The fact is, we don't even know if the opsin in hydra's helps them respond to light or not. But even if it does, we have no evidence as to whether or not it uses pathways that are a precursor to animal vision.

It used to be in science that "showing" something meant that you replicated it in the laboratory or observed it in the field. For evolution, the new standard is that if you can imagine a way to connect any two facts with an evolutionary explanation then your imagined way must be accepted as "proof" that it did happen that way and any creationists who question your speculations are "simply wrong".

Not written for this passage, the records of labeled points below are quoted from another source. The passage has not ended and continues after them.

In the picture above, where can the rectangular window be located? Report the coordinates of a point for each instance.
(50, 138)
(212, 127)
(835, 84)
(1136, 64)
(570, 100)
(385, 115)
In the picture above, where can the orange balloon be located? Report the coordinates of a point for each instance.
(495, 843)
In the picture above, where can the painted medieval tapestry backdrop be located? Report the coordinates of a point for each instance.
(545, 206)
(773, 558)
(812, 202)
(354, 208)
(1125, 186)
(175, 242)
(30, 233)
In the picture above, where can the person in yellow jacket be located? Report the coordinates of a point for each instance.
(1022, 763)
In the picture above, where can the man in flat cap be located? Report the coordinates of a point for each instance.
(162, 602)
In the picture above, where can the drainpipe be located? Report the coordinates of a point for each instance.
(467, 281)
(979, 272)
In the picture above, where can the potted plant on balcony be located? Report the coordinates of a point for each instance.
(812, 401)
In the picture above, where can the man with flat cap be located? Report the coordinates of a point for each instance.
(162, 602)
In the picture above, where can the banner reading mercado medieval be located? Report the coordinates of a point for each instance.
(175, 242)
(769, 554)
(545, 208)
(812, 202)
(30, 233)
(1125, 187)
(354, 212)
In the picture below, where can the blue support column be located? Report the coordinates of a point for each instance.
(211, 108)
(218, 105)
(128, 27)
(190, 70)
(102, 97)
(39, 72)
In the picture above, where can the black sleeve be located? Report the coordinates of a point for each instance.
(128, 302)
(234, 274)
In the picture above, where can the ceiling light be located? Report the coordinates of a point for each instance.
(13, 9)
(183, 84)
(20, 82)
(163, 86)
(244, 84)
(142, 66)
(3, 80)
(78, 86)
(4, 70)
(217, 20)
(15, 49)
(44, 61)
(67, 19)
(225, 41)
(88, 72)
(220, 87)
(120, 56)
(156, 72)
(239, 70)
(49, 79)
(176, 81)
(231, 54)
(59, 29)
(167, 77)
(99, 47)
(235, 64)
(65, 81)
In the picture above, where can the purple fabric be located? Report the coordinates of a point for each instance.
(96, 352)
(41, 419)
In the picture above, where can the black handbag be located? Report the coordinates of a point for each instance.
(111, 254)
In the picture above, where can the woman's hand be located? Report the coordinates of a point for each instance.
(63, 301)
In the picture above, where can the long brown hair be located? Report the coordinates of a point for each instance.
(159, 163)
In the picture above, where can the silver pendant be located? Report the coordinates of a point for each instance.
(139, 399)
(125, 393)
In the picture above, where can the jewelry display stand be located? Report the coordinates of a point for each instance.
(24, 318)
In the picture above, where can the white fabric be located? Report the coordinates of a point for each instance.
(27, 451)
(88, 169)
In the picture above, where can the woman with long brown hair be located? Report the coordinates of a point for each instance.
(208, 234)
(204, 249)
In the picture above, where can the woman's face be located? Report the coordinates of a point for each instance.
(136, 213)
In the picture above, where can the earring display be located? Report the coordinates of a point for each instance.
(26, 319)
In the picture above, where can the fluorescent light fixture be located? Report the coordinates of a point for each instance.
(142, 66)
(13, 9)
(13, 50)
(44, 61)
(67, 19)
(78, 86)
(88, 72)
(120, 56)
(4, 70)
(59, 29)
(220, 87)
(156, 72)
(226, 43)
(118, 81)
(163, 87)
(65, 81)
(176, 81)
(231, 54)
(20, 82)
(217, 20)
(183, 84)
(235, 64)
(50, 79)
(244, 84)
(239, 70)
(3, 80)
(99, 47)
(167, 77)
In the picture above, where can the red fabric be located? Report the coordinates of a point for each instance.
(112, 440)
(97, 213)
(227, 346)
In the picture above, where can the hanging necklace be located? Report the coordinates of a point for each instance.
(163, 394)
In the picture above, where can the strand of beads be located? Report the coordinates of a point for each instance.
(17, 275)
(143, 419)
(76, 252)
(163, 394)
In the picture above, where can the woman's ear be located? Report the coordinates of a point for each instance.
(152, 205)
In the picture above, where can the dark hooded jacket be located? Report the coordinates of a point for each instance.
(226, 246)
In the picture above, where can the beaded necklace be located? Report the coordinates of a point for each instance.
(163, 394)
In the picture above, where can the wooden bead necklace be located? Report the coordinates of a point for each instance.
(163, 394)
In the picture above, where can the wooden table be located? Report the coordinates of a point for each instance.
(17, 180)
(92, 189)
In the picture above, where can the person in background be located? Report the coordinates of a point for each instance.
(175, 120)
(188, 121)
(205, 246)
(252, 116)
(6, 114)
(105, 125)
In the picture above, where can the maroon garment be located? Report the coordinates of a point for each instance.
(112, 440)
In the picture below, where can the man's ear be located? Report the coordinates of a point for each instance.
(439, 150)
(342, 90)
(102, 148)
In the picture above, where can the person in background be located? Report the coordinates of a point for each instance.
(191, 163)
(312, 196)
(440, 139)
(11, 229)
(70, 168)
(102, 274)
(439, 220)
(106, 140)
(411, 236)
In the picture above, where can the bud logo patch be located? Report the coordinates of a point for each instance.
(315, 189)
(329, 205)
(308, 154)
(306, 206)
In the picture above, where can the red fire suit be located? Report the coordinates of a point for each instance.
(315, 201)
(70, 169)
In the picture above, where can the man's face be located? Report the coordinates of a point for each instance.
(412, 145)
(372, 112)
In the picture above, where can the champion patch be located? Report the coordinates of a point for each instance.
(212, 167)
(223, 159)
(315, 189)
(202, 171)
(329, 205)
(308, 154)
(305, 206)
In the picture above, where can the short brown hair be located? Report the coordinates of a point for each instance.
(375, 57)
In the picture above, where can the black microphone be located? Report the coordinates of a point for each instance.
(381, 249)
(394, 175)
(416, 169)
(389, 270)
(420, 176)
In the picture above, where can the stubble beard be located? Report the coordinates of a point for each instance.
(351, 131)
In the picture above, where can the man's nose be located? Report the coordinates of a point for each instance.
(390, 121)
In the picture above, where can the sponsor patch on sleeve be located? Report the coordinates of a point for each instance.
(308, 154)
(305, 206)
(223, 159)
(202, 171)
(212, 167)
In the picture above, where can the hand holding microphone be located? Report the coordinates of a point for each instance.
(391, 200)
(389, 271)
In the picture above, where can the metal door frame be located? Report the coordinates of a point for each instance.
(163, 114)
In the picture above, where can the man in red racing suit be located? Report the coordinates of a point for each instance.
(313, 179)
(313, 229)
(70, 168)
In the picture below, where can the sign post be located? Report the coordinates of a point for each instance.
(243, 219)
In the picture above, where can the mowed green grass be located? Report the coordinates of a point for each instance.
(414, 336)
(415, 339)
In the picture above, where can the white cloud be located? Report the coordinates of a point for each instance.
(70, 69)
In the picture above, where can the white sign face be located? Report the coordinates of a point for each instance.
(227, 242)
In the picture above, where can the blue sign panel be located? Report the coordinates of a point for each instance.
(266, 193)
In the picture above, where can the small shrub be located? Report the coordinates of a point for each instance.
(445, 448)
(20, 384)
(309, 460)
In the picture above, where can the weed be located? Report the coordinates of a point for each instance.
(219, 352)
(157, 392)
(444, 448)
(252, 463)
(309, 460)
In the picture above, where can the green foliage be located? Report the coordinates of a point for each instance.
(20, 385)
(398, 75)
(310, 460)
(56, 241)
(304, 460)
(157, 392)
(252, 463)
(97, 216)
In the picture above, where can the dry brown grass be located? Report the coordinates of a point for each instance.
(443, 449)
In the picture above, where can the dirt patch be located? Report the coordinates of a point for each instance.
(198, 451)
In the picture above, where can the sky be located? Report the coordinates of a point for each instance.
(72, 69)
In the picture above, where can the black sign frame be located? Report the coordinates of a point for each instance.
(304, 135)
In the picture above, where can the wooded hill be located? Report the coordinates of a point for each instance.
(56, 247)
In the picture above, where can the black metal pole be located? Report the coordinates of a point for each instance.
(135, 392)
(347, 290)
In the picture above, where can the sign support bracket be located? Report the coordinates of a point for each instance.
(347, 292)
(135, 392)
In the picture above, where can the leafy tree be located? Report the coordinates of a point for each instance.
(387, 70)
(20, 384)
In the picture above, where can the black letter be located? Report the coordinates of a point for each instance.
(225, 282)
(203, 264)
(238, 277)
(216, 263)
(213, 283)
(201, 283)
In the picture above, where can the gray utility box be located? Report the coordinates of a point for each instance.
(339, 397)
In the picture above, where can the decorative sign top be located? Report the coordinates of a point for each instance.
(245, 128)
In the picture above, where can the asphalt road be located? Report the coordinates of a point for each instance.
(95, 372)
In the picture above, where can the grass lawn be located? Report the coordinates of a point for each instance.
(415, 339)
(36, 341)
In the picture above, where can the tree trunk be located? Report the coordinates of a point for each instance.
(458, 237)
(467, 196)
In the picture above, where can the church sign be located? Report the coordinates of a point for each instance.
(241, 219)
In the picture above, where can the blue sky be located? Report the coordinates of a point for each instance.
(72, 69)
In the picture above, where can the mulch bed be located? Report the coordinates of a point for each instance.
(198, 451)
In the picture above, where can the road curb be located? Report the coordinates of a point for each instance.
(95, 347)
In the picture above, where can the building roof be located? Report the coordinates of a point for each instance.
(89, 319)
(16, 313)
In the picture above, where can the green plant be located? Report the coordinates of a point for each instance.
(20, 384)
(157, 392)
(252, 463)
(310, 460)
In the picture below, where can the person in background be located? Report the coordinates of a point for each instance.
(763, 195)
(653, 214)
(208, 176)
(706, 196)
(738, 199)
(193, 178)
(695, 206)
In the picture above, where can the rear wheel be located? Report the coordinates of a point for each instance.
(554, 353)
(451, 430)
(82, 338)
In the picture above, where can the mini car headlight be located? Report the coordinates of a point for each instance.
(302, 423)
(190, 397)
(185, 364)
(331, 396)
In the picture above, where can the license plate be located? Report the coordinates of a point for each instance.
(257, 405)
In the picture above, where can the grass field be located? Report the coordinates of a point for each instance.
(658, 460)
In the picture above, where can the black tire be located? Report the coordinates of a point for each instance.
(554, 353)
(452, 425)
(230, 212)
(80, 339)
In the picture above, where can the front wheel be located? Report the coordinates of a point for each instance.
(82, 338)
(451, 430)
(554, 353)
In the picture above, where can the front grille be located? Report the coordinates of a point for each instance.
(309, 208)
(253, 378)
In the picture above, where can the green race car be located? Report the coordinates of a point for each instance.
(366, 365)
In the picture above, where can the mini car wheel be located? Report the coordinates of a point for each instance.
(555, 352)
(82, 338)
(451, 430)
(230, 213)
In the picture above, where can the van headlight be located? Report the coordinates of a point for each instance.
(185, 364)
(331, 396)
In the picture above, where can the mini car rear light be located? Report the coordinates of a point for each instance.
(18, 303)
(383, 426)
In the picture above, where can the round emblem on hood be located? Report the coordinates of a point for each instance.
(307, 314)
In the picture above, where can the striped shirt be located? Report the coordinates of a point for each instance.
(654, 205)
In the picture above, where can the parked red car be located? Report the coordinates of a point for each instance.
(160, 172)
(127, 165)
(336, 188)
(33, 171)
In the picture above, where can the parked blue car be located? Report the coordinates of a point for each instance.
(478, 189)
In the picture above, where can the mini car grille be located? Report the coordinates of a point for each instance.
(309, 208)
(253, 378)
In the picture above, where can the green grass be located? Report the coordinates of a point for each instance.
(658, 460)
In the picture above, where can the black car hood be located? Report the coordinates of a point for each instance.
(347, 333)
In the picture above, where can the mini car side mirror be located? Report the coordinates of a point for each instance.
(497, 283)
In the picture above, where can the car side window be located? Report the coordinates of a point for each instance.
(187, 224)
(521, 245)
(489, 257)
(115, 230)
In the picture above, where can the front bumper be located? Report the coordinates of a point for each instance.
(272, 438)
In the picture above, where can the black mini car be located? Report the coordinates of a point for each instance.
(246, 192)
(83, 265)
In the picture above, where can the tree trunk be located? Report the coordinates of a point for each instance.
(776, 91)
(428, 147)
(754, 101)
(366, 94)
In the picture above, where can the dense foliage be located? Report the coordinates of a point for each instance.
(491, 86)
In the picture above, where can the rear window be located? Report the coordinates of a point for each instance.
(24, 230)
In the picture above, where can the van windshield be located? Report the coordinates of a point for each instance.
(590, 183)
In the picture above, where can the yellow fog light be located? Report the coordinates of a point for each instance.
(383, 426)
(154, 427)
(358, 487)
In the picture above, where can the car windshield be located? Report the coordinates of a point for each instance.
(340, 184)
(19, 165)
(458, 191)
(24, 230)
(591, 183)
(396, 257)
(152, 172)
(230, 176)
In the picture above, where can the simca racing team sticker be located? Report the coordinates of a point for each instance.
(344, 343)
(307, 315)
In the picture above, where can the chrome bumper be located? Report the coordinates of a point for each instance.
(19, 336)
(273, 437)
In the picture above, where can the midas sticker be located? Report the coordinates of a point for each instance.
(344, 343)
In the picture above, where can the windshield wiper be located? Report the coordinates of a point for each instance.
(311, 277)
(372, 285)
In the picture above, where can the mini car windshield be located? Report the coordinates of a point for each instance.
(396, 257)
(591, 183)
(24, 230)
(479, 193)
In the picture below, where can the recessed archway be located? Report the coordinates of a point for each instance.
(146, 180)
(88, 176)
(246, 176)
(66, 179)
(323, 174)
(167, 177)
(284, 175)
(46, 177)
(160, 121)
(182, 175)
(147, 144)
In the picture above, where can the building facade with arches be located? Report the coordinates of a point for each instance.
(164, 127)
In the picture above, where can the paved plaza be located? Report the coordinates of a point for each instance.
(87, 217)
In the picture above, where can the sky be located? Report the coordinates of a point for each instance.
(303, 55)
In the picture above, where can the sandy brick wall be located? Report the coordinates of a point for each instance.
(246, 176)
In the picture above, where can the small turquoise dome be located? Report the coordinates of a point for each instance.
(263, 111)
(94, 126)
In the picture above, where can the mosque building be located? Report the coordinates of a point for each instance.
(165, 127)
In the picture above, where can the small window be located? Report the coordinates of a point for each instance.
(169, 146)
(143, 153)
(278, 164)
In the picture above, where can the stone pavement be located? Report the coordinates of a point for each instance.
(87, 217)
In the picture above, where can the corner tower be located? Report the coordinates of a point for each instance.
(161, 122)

Dr. Oakley is "simply wrong" about what his paper actually demonstrates
. Rather, his attitude demonstrates that a philosophy called naturalism, which makes an assumption that the universe can never be impacted by supernatural forces, that has high-jacked classical science. Classical science was willing to follow the evidence wherever it led. Naturalism posing as science rules out in advance any supernatural causes or effects. Since that is so, the most unproved natural causes are considered "proved" if the only alternative evokes a super-natural explanation. To a secular trained person, they read this and they go "of course, natural explanations only". That shows a blindness to reason.

Assumptions are not science. Science is a method of determining truth about the natural world by following an ordered series of steps called the scientific method. If Oakley has really wanted to make his point he should have observed in the field or replicated in the lab a sponge developing the opsin gene that is present in hyra. In fact, he really would need to establish by experiment or observation in the field that sponges can evolve into creatures like the hydra as well. He did none of that. He simply found that one creature has this gene and the other does not, then filled the rest in with unproved speculation. That's not science. Its faith.